Philadelphia zoning officials have voted against revisiting their rejection last month of a plan by the Post Bros. property group to convert a decayed North Philadelphia warehouse into apartments, leaving the fate of the structure known as the Quaker Building to be decided in court.
The Zoning Board of Adjustment voted unanimously Wednesday not to reconsider its Sept. 13 ruling against allowing residences on the 900 N. Ninth St. parcel, which is designated for industrial use, city spokesman Paul Chrystie said in an email Thursday.
Chrystie said the board concluded that the decision did not qualify for reconsideration, which can be granted only if special circumstances exist that were unknown to members at the time of the original hearing.
"There are only limited circumstances where reconsideration is appropriate," he said. "The board felt that this case did not meet that threshold."
Post Bros. attorney Ronald Patterson said in an email that he was disappointed by the board's decision. Patterson had filed the reconsideration request on Sept. 19, aiming to "reiterate and further delineate" the developers' original argument that the warehouse's industrial zoning classification was obsolete and prevented them from profitably using the building, according to its text.
The attorney separately filed a Sept. 26 appeal in Common Pleas Court seeking reversal of the zoning board's decision.

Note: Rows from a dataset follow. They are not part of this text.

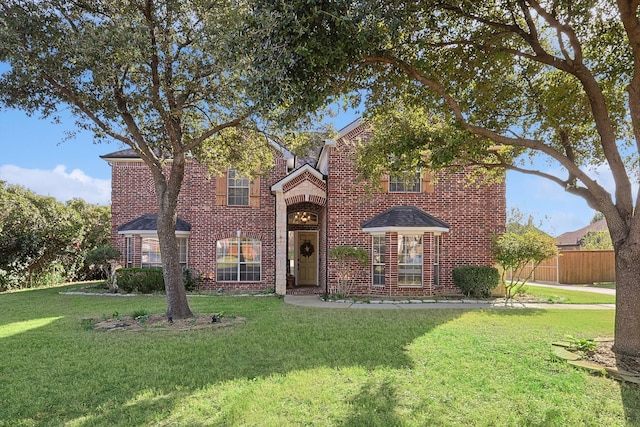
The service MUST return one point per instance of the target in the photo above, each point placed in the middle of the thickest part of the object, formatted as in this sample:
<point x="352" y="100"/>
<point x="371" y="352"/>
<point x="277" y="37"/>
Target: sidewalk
<point x="575" y="288"/>
<point x="316" y="301"/>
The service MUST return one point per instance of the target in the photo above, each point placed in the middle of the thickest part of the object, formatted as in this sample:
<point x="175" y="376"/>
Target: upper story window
<point x="237" y="189"/>
<point x="405" y="183"/>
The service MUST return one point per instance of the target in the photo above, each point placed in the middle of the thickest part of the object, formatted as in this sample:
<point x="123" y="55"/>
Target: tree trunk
<point x="627" y="328"/>
<point x="167" y="193"/>
<point x="177" y="304"/>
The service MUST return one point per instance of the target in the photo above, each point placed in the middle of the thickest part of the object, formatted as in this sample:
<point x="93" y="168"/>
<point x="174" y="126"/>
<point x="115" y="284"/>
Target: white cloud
<point x="59" y="183"/>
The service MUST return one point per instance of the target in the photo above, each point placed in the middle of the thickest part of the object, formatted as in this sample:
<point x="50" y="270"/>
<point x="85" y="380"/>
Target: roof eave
<point x="413" y="230"/>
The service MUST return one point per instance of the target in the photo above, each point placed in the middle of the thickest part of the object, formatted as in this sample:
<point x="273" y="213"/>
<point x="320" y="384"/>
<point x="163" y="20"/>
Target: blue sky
<point x="35" y="155"/>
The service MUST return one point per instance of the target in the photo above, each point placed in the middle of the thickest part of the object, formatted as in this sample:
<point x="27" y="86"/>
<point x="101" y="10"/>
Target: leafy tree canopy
<point x="492" y="84"/>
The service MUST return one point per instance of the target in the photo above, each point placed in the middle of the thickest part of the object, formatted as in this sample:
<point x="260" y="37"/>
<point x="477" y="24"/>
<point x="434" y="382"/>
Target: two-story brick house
<point x="276" y="231"/>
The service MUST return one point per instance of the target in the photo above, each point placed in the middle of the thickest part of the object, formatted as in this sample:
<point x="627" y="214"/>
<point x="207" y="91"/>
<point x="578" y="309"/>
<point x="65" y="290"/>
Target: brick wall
<point x="473" y="212"/>
<point x="133" y="194"/>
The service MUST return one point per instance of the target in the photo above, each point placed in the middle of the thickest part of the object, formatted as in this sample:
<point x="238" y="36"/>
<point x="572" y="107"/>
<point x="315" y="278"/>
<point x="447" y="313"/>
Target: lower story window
<point x="409" y="260"/>
<point x="129" y="248"/>
<point x="238" y="260"/>
<point x="150" y="252"/>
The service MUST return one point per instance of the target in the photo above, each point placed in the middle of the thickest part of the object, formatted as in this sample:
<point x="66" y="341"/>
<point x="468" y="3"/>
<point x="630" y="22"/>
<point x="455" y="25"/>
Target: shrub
<point x="143" y="280"/>
<point x="476" y="280"/>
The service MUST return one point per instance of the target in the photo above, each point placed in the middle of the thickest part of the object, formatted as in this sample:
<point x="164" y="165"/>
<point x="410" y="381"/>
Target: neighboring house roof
<point x="148" y="224"/>
<point x="404" y="218"/>
<point x="574" y="238"/>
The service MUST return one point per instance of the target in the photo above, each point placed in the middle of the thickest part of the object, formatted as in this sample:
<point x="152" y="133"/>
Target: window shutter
<point x="221" y="190"/>
<point x="254" y="193"/>
<point x="384" y="183"/>
<point x="427" y="182"/>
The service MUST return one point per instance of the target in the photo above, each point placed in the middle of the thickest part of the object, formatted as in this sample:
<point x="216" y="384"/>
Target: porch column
<point x="281" y="244"/>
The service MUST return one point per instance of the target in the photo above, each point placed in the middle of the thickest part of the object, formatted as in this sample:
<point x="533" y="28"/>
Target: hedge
<point x="476" y="280"/>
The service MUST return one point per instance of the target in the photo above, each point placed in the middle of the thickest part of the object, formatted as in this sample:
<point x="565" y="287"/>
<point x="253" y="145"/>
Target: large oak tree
<point x="487" y="83"/>
<point x="159" y="76"/>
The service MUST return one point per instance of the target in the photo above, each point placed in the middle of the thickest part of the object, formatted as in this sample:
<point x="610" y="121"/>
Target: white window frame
<point x="237" y="183"/>
<point x="183" y="250"/>
<point x="378" y="255"/>
<point x="239" y="264"/>
<point x="404" y="184"/>
<point x="437" y="243"/>
<point x="408" y="260"/>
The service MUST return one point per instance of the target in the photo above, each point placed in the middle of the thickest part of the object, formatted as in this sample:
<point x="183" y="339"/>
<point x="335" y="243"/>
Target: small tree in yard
<point x="516" y="252"/>
<point x="346" y="269"/>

He declined to discuss Post Bros.' grounds for the appeal at this stage in the lawsuit.
Chrystie said the board would respond to the suit "as appropriate in its legal filings, but it is confident that its decision will be upheld."
The zoning board's move is the latest twist in Post Bros.' efforts to tap some of the energy of Northern Liberties by putting 350 new apartments in the long-empty 10-story warehouse built for Strawbridge & Clothier.

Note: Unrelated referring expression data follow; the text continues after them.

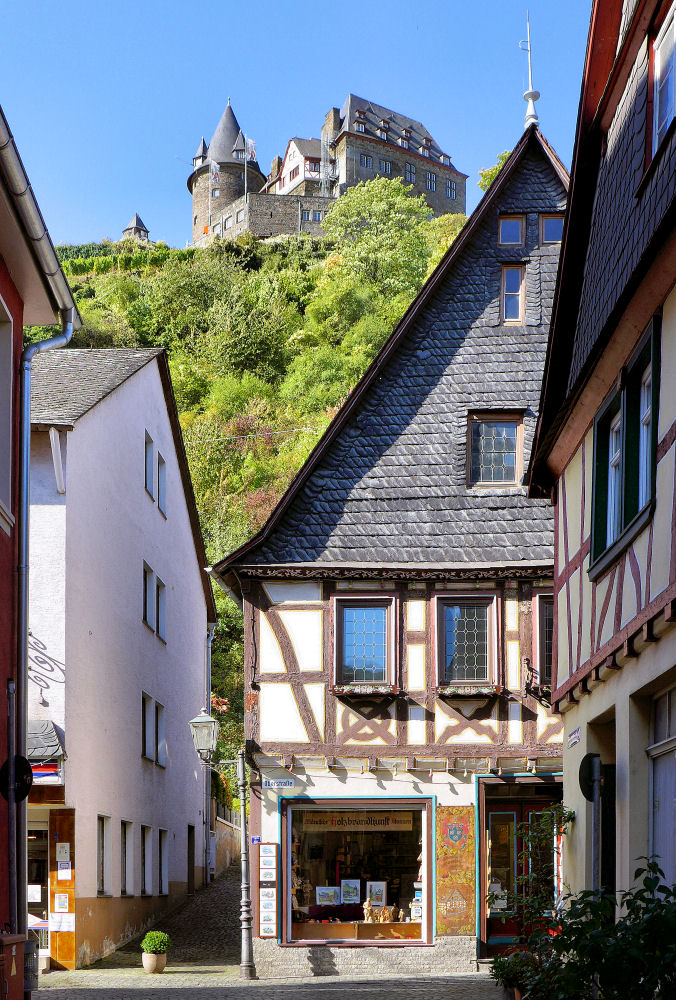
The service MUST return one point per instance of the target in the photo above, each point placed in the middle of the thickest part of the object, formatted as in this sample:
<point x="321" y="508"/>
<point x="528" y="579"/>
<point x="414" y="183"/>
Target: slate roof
<point x="375" y="113"/>
<point x="42" y="741"/>
<point x="66" y="384"/>
<point x="311" y="148"/>
<point x="386" y="485"/>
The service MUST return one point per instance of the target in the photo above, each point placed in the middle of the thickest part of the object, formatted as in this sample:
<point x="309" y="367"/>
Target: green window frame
<point x="627" y="481"/>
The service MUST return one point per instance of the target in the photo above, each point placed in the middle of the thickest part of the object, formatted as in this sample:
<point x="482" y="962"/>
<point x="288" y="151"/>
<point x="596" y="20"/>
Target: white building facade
<point x="119" y="607"/>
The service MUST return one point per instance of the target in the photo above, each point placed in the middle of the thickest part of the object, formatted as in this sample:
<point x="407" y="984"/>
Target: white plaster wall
<point x="47" y="650"/>
<point x="112" y="527"/>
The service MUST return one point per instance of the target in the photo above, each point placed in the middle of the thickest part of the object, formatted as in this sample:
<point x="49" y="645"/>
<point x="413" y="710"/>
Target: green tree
<point x="488" y="174"/>
<point x="380" y="230"/>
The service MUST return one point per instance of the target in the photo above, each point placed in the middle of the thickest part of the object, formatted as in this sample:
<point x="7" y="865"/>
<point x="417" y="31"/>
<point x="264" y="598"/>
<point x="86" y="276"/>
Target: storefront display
<point x="356" y="874"/>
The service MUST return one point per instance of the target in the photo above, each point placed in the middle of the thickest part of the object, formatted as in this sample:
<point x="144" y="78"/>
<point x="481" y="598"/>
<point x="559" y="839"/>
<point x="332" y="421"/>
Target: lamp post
<point x="204" y="730"/>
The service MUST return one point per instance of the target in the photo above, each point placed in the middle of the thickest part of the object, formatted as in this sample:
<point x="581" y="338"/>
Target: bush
<point x="156" y="943"/>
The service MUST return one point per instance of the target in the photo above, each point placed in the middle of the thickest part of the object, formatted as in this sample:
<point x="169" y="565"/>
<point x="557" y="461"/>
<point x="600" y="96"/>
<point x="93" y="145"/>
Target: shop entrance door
<point x="505" y="863"/>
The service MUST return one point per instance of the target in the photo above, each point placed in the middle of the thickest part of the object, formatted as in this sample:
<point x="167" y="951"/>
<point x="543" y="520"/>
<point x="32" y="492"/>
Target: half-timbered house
<point x="397" y="619"/>
<point x="605" y="445"/>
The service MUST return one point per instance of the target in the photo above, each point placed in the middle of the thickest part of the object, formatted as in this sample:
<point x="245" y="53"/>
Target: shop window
<point x="511" y="230"/>
<point x="495" y="449"/>
<point x="364" y="641"/>
<point x="625" y="445"/>
<point x="466" y="640"/>
<point x="357" y="875"/>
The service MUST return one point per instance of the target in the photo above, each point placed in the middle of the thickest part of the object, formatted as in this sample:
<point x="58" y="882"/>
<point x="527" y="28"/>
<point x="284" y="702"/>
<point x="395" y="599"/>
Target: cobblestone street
<point x="204" y="961"/>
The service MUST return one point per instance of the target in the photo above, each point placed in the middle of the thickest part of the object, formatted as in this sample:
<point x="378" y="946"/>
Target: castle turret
<point x="218" y="176"/>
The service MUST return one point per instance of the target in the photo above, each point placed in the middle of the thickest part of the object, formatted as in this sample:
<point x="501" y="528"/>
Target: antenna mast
<point x="530" y="96"/>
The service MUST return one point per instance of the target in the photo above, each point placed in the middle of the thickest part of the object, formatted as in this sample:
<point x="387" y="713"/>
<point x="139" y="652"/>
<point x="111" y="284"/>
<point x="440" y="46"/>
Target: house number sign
<point x="268" y="855"/>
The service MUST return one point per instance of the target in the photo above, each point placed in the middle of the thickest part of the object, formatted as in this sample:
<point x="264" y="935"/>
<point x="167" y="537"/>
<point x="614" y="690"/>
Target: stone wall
<point x="271" y="215"/>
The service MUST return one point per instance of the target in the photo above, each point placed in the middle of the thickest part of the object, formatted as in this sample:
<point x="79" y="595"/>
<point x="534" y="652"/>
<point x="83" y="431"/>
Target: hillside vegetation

The company went before the board last month with the support of the Planning Commission, which characterized the proposal as consistent with the department's goals of transitioning obsolete industrial land to other uses, encouraging new development, and increasing neighborhood activity, according to a transcript of the hearing.
Post Bros. also secured the support of community organizations from the site's largely black and Hispanic neighborhood after pledging in a so-called benefits agreement to employ members of minority groups for half of the project's construction jobs, among other perks for the area, according to the transcript.
Bruce Crawley, a founder of the Richard Allen Homes New Generation community organization, one of the groups signing off on the agreement, said zoning board panelists with ties to organized labor appeared to object to the deal, which would mean fewer jobs for members of the city's largely white construction unions.
"If all of those jobs are not going to be done by people who are members of trades, which are now deprived of people of color, then I guess that might have been another reason it was turned down," Crawley said of last month's request to the zoning board.
Then-board member Anthony Gallagher, business manager for Steamfitters Local 420, objected to the discussion of "job creation for minority participation" during the hearing, which he said should be devoted to whether the property owner could profitably use it in accordance with the site's industrial zoning, according to the transcript.
Gallagher has since been replaced on the board by James Snell, Steamfitters Local 420 business agent, after stepping down from his post Oct. 6 — ahead of Wednesday's reconsideration vote — "because of time constraints," Chrystie said.
A message left for Gallagher at his union's office Thursday morning was not immediately returned.
Post Bros. also feuded with labor leaders over its use of nonunion workers for the construction of its Goldtex building project near 12th and Vine Streets.